Revista Retratos

SDG 11: sustainable cities and communities

Section: Retratos Magazine | Eduardo Peret and Marina Cardoso (intern) | Design: Licia Rubinstein

June 11, 2018 10h00 AM | Last Updated: June 12, 2018 08h49 AM

The 11th Sustainable Development Goal does not refer to a specific theme, but to the wider issue of cities and urbanization itself, which opens up a range of diversified indicators. One of the main challenges is the demand for local information, which often is not methodologically harmonized, according to the IBGE Geography coordinator Claudio Stenner. 

Retratos Magazine: What stands out in SDG 11?

Claudio Stenner: Firstly, the fact it is cross-cutting. The focus on cities takes place globally because of the fact that the world population is increasingly urban. Recently, more than half of the world's population came to the cities. In Brazil, not even 1% of the territorial area is effectively urbanized. Secondly, the fact it is something new. These are not traditional statistics, the SDG 11 indicators are not part of the economic, health and labor statistics already established, for example. There is a very strong trend to create a new set of indicators to address these specificities of cities. In these new indicators, you have a very significant geographic/spatial component to assess what happens in the cities. It is an SDG that integrates geography and statistics very closely together in the urban territory. 

Retratos: What are the sources of this information? 

Stenner: They are very diverse. The SDG 11 working group includes, in addition to the IBGE itself, the Ministry of Integration, the Secretariat of Civil Defense, the Institute of National Historical and Artistic Heritage (Iphan), the Ministry of Cities, the Ministry of Environment, the National Institute of Industrial Property (INPI), the National Center for Natural Disaster Monitoring and Alert (CEMADEN), the Ministry of Health and the Institute for Applied Economic Research (IPEA). In addition, the work involves a lot of local information. For example, for the indicator that deals with the precarious settlements of cities, we need information on the land tenure situation of the areas, and the holder of this information is the city hall of each municipality. We depend on a federative partnership so that we can gather the information needed for this SDG. 
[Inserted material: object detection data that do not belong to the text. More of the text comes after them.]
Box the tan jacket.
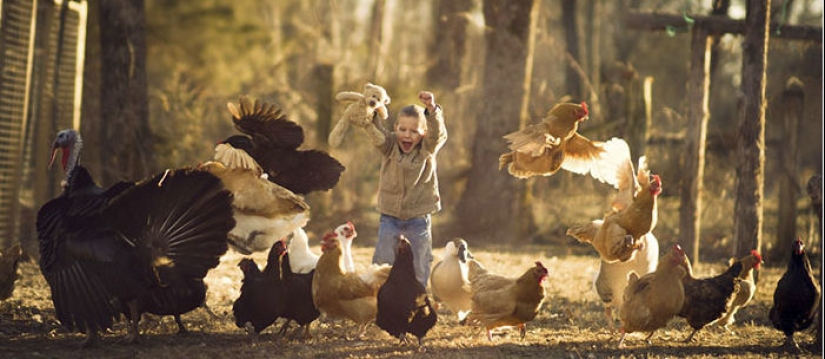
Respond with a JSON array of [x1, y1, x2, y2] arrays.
[[375, 106, 447, 220]]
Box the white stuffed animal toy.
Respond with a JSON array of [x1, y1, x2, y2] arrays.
[[328, 83, 390, 147]]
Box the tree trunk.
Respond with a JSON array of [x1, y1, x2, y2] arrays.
[[561, 0, 584, 102], [98, 0, 156, 184], [806, 173, 825, 348], [770, 77, 805, 263], [679, 27, 712, 264], [585, 0, 602, 118], [734, 0, 770, 257], [368, 0, 387, 78], [456, 0, 537, 241], [427, 0, 473, 90]]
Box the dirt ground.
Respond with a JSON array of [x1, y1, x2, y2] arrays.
[[0, 243, 821, 359]]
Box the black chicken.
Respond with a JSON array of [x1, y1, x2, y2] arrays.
[[232, 242, 287, 335], [677, 261, 744, 342], [37, 129, 235, 346], [121, 278, 211, 334], [215, 97, 344, 194], [375, 235, 438, 348], [270, 240, 321, 339], [769, 238, 821, 350]]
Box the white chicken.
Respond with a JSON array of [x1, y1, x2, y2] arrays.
[[287, 228, 320, 274], [430, 238, 473, 322], [324, 222, 391, 286], [593, 233, 659, 332], [200, 161, 309, 255], [312, 233, 392, 337]]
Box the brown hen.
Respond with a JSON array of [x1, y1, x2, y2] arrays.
[[465, 260, 547, 341], [499, 102, 630, 186], [619, 245, 687, 347]]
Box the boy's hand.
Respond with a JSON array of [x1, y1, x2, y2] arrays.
[[418, 91, 435, 113]]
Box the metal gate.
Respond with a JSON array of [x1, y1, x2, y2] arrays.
[[0, 0, 87, 249]]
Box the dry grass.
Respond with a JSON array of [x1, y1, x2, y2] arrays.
[[0, 243, 821, 359]]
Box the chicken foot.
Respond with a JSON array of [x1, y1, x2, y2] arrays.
[[80, 329, 98, 349], [685, 329, 699, 343], [175, 314, 189, 334], [126, 300, 140, 344], [604, 304, 616, 334]]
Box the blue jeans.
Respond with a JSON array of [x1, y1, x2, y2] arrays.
[[372, 214, 433, 288]]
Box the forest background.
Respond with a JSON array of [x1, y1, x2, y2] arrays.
[[55, 0, 823, 265]]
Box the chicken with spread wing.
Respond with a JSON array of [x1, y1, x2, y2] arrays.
[[499, 102, 630, 186], [619, 245, 687, 348], [567, 157, 662, 263]]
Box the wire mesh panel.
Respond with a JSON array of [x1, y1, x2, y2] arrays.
[[0, 0, 87, 255], [0, 0, 36, 247]]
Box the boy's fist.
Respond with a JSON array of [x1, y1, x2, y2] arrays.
[[418, 91, 435, 113]]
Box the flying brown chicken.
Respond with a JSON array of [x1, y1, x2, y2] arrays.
[[499, 102, 630, 187]]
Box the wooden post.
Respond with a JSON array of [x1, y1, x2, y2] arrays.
[[733, 0, 770, 258], [771, 77, 805, 263], [806, 174, 825, 348], [679, 27, 712, 265]]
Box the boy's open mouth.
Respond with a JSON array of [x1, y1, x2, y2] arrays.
[[399, 140, 413, 152]]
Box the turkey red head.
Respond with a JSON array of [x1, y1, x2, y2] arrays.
[[650, 175, 662, 197], [220, 135, 253, 156], [272, 239, 287, 257], [49, 128, 83, 172], [533, 261, 549, 283], [547, 102, 590, 127], [793, 237, 805, 256], [238, 258, 260, 277]]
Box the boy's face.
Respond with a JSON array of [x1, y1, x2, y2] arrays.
[[395, 116, 426, 153]]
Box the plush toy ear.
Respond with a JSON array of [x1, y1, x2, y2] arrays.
[[335, 91, 364, 101], [327, 119, 349, 148]]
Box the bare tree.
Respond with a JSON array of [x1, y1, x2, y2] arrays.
[[561, 0, 584, 101], [456, 0, 537, 243], [98, 0, 155, 184], [427, 0, 473, 89], [734, 0, 770, 257]]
Retatos: What indicators does the IBGE already have? 

Stenner: For example, 11.1 is about precarious housing. We already have this information, produced in the population censuses and in PNAD. 11.2, which deals with urban mobility, is an indicator of the global methodology, which involves bus stops, information on public transportation and the location of the population. The IBGE has some information in the Census, but for public transportation we depend on the city halls. For 11.b.2, which deals, among other issues, with risk prevention plans and policies, we adapted the global indicator using our 2013 Basic Municipal Information Survey (Munic), which had a part dedicated to risk and disaster management, which was repeated in 2017.
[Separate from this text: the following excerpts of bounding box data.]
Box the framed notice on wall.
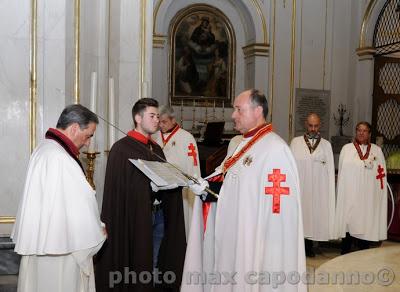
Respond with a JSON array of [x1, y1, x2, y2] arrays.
[[294, 88, 331, 140]]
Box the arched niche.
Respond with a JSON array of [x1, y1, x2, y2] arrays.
[[152, 0, 269, 108]]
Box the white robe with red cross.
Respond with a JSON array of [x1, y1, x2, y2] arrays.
[[152, 128, 200, 239], [335, 143, 387, 241], [290, 136, 335, 241], [11, 139, 105, 292], [181, 133, 306, 292]]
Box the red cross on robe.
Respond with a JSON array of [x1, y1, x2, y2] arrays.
[[188, 143, 197, 166], [376, 164, 386, 190], [265, 168, 289, 214]]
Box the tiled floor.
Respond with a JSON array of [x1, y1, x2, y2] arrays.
[[307, 241, 400, 292]]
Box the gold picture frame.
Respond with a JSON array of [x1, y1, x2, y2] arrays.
[[169, 4, 236, 106]]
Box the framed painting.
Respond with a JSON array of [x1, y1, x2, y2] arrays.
[[170, 4, 236, 106]]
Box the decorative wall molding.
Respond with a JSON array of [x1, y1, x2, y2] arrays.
[[242, 43, 270, 58], [153, 34, 168, 49]]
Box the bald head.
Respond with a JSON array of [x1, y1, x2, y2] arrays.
[[305, 113, 321, 135]]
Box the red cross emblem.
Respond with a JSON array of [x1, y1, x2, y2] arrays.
[[188, 143, 197, 166], [376, 164, 386, 190], [265, 168, 289, 214]]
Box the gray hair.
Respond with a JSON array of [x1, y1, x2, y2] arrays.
[[159, 105, 175, 118], [250, 88, 268, 119], [56, 104, 99, 130]]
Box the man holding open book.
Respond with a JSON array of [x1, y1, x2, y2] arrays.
[[96, 98, 186, 292]]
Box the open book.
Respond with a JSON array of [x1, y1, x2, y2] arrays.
[[129, 159, 188, 187]]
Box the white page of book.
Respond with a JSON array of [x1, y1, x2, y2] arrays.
[[129, 159, 188, 187]]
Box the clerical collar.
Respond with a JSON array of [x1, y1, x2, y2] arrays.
[[45, 128, 85, 174], [161, 124, 180, 146], [303, 133, 321, 154], [128, 130, 155, 145], [163, 124, 179, 135], [353, 139, 371, 160], [243, 123, 267, 138], [45, 128, 79, 157]]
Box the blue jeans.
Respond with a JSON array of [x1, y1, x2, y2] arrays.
[[152, 209, 164, 269]]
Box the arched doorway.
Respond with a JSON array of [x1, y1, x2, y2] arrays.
[[372, 0, 400, 157]]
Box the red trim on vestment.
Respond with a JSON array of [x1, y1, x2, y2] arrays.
[[160, 124, 180, 146], [49, 128, 79, 157], [222, 124, 272, 173], [376, 164, 386, 190], [243, 124, 267, 138], [128, 130, 155, 145], [203, 202, 211, 234]]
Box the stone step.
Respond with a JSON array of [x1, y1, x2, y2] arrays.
[[0, 237, 21, 276], [0, 275, 18, 292]]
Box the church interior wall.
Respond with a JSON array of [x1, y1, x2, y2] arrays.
[[0, 0, 384, 234]]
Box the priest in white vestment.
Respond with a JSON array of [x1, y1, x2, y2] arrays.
[[11, 105, 106, 292], [335, 122, 387, 254], [181, 89, 306, 292], [152, 106, 200, 239], [290, 113, 335, 257]]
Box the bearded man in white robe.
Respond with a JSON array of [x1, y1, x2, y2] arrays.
[[335, 122, 387, 254], [152, 106, 200, 239], [182, 89, 306, 292], [11, 105, 106, 292], [290, 113, 335, 257]]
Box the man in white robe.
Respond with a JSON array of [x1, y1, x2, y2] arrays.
[[335, 122, 387, 254], [290, 113, 335, 257], [11, 105, 106, 292], [182, 90, 306, 292], [152, 106, 200, 239]]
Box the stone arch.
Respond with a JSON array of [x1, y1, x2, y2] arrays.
[[153, 0, 269, 45]]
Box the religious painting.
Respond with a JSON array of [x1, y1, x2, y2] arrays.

Retratos: How is the integration with other bodies going? 

Stenner: We are producing some new information, such as data on urbanized areas. We are using Iphan administrative records, we will also use the Ministry of Integration. For example, 11.5 is about disasters, there are two indicators: one about direct effects and another about economic issues. For this indicator, we take the information from the Ministry of Integration, which has a database of administrative records on people killed, affected and missing due to disasters. The Ministry designed this indicator and we made a technical collaboration with them to adjust it to the standards of the global indicator. We have put three indicators on the SDG Digital Platform, which was recently launched. 

Retratos: What are the challenges for this goal? 

Stenner: We still have work to do with the institutional coordination so that we can, for example, standardize data on atmospheric pollution in cities. This information is collected by several cities, but there is no conceptual methodological harmonization that allows the creation of an indicator. This task will take a little longer. Some indicators are not yet defined, so it is difficult to say if one or the other is going to be produced. However, we hope that, perhaps for Brazil, other indicators will be adequate in certain situations. This is all going to be discussed. In the case of some more challenging indicators, they can even function as a motivation to try and make an agenda for the future with those partners. After all, the 2030 Agenda is also a bit of that, not only producing the indicators themselves, but also proposing new ways of measuring things, improving information. 

Interview published in the Retratos Magazine No. 12.